Chicago Mayor Lori Lightfoot says she’s going to start treating violence as a public health crisis in Chicago, claiming that will help the city “dig down into the root causes of the violence”. The mayor went on to say:
“Previously we had a law enforcement first and only strategy and it wasn’t working. It’s not working when you talk about neighborhoods where the unemployment rate is 25% or higher. It’s not working when you think about the fact that in many communities, 90% or more of residents are depending on public assistance and where neighborhoods haven’t been invested in, where there’s no real legitimate economic activity.”
It’s absolutely untrue to say that Chicago has had a “law enforcement first and only strategy” in place. The Cure Violence program, for example, has operated in several Chicago neighborhoods since 2004 and claims to have seen reductions in shootings and homicides of 41% to 73% over the years.

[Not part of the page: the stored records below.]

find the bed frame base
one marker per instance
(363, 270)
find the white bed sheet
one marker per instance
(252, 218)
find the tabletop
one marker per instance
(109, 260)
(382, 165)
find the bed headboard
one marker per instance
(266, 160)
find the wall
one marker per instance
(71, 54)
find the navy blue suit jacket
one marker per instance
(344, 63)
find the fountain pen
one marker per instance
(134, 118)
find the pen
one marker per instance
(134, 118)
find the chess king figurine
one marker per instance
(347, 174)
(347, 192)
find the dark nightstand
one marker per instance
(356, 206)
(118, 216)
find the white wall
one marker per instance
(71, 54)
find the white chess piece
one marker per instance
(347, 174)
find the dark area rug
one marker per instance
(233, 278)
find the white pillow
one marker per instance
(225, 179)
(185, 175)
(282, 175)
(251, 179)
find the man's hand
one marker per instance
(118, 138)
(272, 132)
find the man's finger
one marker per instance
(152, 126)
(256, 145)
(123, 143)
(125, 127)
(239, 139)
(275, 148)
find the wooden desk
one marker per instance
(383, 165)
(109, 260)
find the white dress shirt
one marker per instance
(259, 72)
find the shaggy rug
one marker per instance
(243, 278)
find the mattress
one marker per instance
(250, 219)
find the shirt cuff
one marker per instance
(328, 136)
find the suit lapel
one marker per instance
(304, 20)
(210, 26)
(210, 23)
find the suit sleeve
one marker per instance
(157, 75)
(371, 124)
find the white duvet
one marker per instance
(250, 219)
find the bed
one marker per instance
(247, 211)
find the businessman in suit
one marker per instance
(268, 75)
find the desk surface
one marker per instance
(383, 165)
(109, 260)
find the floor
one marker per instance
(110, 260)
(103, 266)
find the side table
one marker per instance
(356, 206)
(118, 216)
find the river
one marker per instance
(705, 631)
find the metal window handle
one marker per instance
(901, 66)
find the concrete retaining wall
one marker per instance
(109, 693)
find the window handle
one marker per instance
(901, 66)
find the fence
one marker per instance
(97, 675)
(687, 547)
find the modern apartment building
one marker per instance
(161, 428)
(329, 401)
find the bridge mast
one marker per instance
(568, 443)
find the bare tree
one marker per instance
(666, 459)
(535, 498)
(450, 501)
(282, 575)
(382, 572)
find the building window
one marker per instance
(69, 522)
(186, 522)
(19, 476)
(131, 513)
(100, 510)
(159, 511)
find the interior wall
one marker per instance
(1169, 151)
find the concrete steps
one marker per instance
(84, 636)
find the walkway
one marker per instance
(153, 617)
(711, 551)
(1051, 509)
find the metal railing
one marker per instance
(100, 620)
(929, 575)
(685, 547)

The controversial program deploys former gang members as “violence interrupters” in high-crime neighborhoods. The idea is that these individuals can talk to current gang members and get them to stop shooting one another without law enforcement’s involvement. Unfortunately, there’ve been several high profile arrests of Cure Violence leaders over the last few years, including Francisco Sanches, who was actually arrested for running one of the most violent gangs in Chicago while working for the anti-violence program. So, the mayor could say she’s not happy with the intervention strategies that have been put in place, but it’s just flat out wrong to say there haven’t been any non-law enforcement strategies in Chicago.
The mayor talks about the high unemployment and lack of job opportunities as drivers of violent crime, but it seems to me just as likely that it’s the other way around; businesses don’t want to move in to high crime neighborhoods when they could locate in a safer place a few miles or even a few blocks away. Do you reduce violent crime by bringing in jobs or do you bring in jobs by reducing violent crime?
The mayor seems to think that reducing violence is predicated on fixing the broken communities first, telling Now This News:
“We have to make sure that we are shoring up these neighborhoods by focusing on economic development, filling the wealth and opportunity gap, eliminating food, pharmacy, and health care deserts and all of those things that we take for granted as being important to a good quality of life. We need to make sure that those opportunities and resources are plentiful all across the city and not just in certain neighborhoods.”
I hate to say it, but I think Mayor Lightfoot has it backwards. Those communities that are plagued by violence can’t start to rebuild until the violence stops, and it’s not going to stop if a Starbucks or a Walgreens moves in to a corner location. Until the relatively few individuals driving the violence in these neighborhoods are dealt with, the violence they commit is going to continue.
Lightfoot appears unwilling to consider that argument. Instead, despite her disapproval of a “law enforcement strategy” to deal with street crime, she’s wholeheartedly embraced putting more gun control laws on the books, in Chicago and elsewhere.
“The fact that you can cross the border, go into Indiana and purchase military-grade weapons at any number with no background check is a terrible thing, not only for a city but look at the devastation that gun violence is wreaking every single day in our community.”
Unfortunately for Mayor Lightfoot, the facts tell a far different story than gang members driving into Indiana and loading up on “military-grade weapons”. As it turns out, twice as many guns recovered and traced in Chicago come from Illinois than Indiana. Indiana could ban gun sales tomorrow and it wouldn’t have much of an impact, if any, on the violence.
Lightfoot says the only way to make a difference is to have “federal laws in place that require background checks and strengthen the penalties for people who pick up guns and wreak havok in our community.”
In other words, Illinois’ gun control laws have failed at preventing violence in Chicago, so the answer must be federal gun laws instead. The mayor came closest to hitting the proverbial 10-ring when she mentioned “penalties for people who pick up guns and wreak havok” in the city. For years, the city’s bond system has been accused of serving as a revolving door for some of the city’s most violent criminals, though Chicago has recently undertaken reform of its bond system. Those (mostly) young men who have been in and out of courtrooms and jail cells are the key to reducing violence in Chicago. Help them turn their lives around and stop shooting, or take them off the streets. They’re the ones driving the violence, and ultimately they’re the ones that can stop it.